500万人以上が利用する恋愛・婚活マッチングサービス「Pairs」とカップル向けコミュニケーションアプリ「Couples」を運営する株式会社エウレカ取締役顧問 赤坂優氏と、コネヒトCEO大湯の対談後編です。「急成長の舞台裏」をテーマに、後編ではM&Aの裏側やサービスへの想いについてをお送りします。( 出会いから両者のピボットについての前編はこちら


M&Aを経て変わったこと、変わらなかったこと

赤坂:M&Aを経てどうですか?

大湯:個人的には当初から、上場と同様に適切な相手とであればM&Aも選択肢に入れて経営していました。

僕らのサービスでは、妊娠・出産という「命にかかわる領域」を扱っています。売り上げも当然重要ですが、それ以上に信頼感が必要になります。その意味で通信という社会のインフラを扱うKDDIはパートナーとして最適だと感じました。ママリを通じて家族に安心を届けて「出生率を上げること」がママリ事業における究極的なKGI(重要目標達成指標)だと考えています。

赤坂:人口の問題ってずっと苦策だよね。

大湯:今ママリでは、2016年に出産された女性の6人に1人がユーザー登録をしてくれています。これって結構インパクトある数字だと思います。ユーザーの生活をもっと便利に変えて、人口を増やすために将来的には公的機関と組んでアクションをしていきたいと考えています。この国のシステムを変えることができるだけの強い組織を作ることが、経営者としての大きなミッションだと思っています。その点で、M&Aをすることにより信頼感のある後ろ盾ができたことはポジティブな面が大きいですね。

赤坂:社会的には小さいベンチャーだと思われていたもんね。若い子がやってるスタートアップでしょ、って。だけど、M&Aで世間への認知も広がった感があるよね。

大湯:エウレカは、M&Aを経てどんな変化がありましたか?

( エウレカ社は、2015年、米国NYに本社を構えるNASDAQ上場のインターネット企業InterActiveCorpによるM&Aを経験している)

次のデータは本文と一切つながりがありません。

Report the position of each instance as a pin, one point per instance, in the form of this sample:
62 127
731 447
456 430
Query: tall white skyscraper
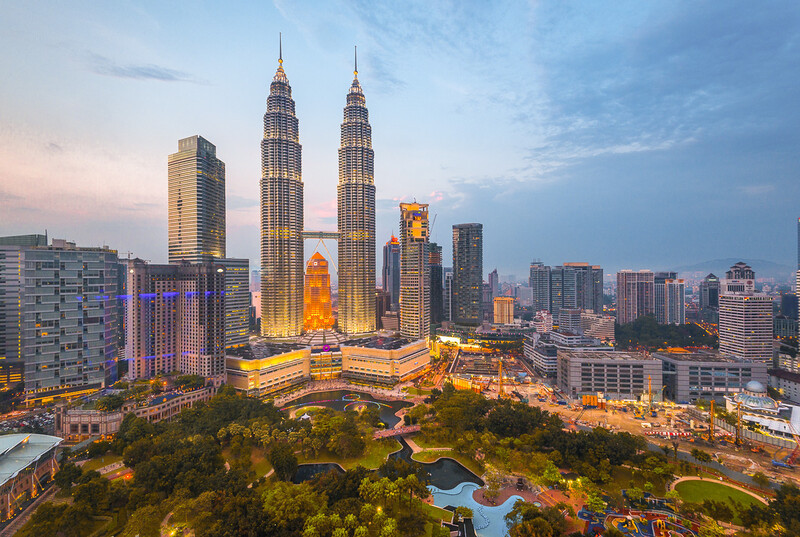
282 263
356 216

赤坂:M&Aを受けての変化という意味でいうと、この業界における存在感が会社レベルで上がった気はします。国内でのM&Aじゃなくてクロスボーダーだったからこそ。あとM&Aと直接は関係ないのですが、組織が70名ぐらいのときにM&Aしてその後1年2ヵ月で従業員数が新たに約50人増えたんです。急速な人員増の中、意思決定を円滑に進めるために行ったのが「バックオフィスの強化」です。

大湯:なるほど。

赤坂:それまで1名だったバックオフィスを新たに約20名採用しました。経理・税務・財務・人事・採用・広報...など、新しく採用した約50名中20名がバックオフィスです。新任の担当者の話を聞いていると、採用や人事担当ってこんなに専門的な業務だったのか!と初めて学んで。組織最高、バックオフィスすごいって素直に思いましたね(笑)

大湯:1名から20名ですか?すごい。

赤坂:あとはやはりグローバルなグループに入ったことによるプラスの影響もあって、社員が海外出張に行くことも増えました。日本人がシリコンバレーに転職するケースって極めて稀なのですが、エウレカではそのルートを作ることができるチャンスがあります。

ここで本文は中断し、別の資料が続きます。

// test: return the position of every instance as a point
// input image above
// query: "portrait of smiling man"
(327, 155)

大湯:海外での仕事がモチベーションになって入社を決める人も多そうですね。


(左:赤坂、右:大湯)


コミュニケーションはなくならない

大湯:最後にお互いの今後について。

僕らは、子育てや復職の悩みから日々の購買まで、家族の生活におけるあらゆる意思決定を支えるような場を提供し続けたいと考えています。ママリに来れば家族の意思決定のすべてが揃う、というような。

今後、エウレカはどんな未来を描いているんですか?

赤坂:エウレカでは「Pairs」を「ライフステージサービス」と形容しているんです。その理由はものすごくシンプルで、人生において結婚も出産も育児も絶対なくならないイベントだからです。人と人とのコミュニケーションは、精神衛生を保っていく上で必要で絶対なくならないからこそ、コミュニケーションの課題を解決できるPairsを運営している。Pairsがインフラに近づけば近づくほどビジネスチャンスも広がると思っています。

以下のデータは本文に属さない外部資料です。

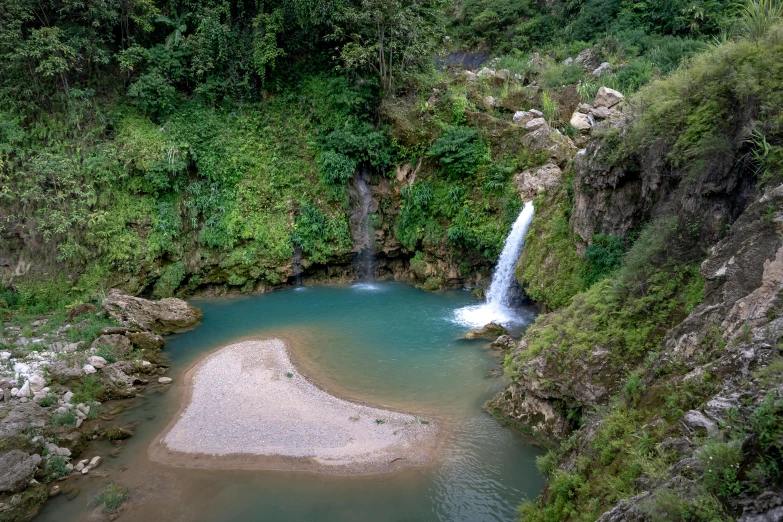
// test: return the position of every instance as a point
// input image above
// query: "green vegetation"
(111, 498)
(56, 467)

大湯:人間が人間である限りコミュニケーションはなくならないという話、すごく共感します。

ママリはQ&Aのサービスなのですが、ロジカルに考えると極論ママリで質問をする意味ってあまりないと思っているんです。

赤坂:というと?

大湯:本当に正解が欲しいのだったら、Googleで検索をしたら適切な回答が1秒も経たずに表示される。ではなぜユーザーはママリで質問するのか?理由は、ママリでのコミュニケーションが検索では得ることのできない「安心」をユーザーに届けているからだと思っています。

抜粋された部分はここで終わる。